August 15, 2003
BUFFET MAY GIVE INDIGESTION
Arnie's Money Man (Don Luskin, Wall Street Journal op/ed, 8/15/2003)Gone are the hopes that Arnold Schwarzenegger would bring his own brand of free-market Austrian economics to California's troubled economy. The would-be tax terminator has chosen as his chief economics adviser a tax perpetuator -- Warren Buffett....
In introducing the 1991 re-release of Milton Friedman's "Free To Choose" video series, Mr. Schwarzenegger said, "I come from Austria, a socialistic country . . . I felt I had to come to America, where government isn't always breathing down your neck or standing on your shoes."
I have a theory about centrist Republicans: they are people whose ideas have been formed in conversation with liberals, have heard the liberal caricatures of Republicans, and decided that they actually support some parts of the caricature.

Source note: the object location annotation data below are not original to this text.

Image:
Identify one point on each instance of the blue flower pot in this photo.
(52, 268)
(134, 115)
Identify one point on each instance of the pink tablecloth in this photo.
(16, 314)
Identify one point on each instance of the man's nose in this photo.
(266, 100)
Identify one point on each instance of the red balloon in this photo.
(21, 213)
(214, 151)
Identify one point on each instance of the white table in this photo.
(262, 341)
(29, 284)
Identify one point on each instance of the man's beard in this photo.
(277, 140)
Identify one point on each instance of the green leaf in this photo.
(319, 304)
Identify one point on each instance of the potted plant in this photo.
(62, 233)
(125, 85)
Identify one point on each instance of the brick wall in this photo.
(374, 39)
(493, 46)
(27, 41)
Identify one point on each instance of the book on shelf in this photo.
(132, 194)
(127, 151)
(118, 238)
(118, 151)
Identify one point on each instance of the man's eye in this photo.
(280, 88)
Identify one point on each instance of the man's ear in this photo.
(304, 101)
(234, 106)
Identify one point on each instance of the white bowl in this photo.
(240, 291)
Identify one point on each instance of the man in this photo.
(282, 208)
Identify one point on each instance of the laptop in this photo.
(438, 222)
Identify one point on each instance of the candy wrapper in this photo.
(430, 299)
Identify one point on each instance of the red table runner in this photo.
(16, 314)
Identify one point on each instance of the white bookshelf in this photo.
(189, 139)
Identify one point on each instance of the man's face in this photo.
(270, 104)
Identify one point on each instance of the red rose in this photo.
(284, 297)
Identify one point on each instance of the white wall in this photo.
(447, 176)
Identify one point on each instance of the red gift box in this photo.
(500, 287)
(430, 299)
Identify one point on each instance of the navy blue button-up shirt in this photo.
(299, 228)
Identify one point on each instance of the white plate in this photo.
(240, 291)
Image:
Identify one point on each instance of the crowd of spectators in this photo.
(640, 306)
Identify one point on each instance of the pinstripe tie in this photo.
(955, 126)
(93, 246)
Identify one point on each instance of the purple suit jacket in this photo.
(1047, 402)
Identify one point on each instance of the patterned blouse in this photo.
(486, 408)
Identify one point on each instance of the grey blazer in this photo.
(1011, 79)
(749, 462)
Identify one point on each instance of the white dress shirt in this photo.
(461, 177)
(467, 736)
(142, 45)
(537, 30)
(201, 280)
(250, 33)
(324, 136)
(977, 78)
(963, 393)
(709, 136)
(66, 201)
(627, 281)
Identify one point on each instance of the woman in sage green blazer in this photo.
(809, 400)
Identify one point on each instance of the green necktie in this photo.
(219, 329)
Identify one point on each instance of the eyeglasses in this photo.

Yet they also embrace many liberal positions, for lack of familiarity with any alternative; and because their belief is in a caricature, which liberals constructed to be a straw man, their convictions can easily have the stuffing knocked out. Thus, it is not uncommon to see such people drift left once their beliefs are subjected to criticism. They have more confidence in their lifelong relationships with liberals than in their casual relationship to ideas.
Will the Buffet relationship trump the Friedman idea? I hope not, but Mr. Schwarzenegger will have to decide. Already his liberal friends are trying to push him left:
Schwarzenegger Adviser Buffett Hints Property Tax Is Too Low (Wall Street Journal, 8/15/2003)
Warren Buffett, the billionaire financial adviser to Arnold Schwarzenegger's campaign for California governor, strongly suggested in an interview that the state's property taxes need to be higher....
Mr. Buffett stopped short of saying he would urge Mr. Schwarzenegger to seek a reversal of Proposition 13 to increase property taxes -- a move that would almost certainly be attacked by many of Mr. Schwarzenegger's fellow Republicans. But he left little doubt that that is where he is leaning.
If it's Schwarzenegger's considered position that Proposition 13 has to be repealed, he'll lose all conservative support. Fiscal conservatives could forgive his pro-abortion and pro-gun-control stands, but they won't forgive the pro-tax trifecta.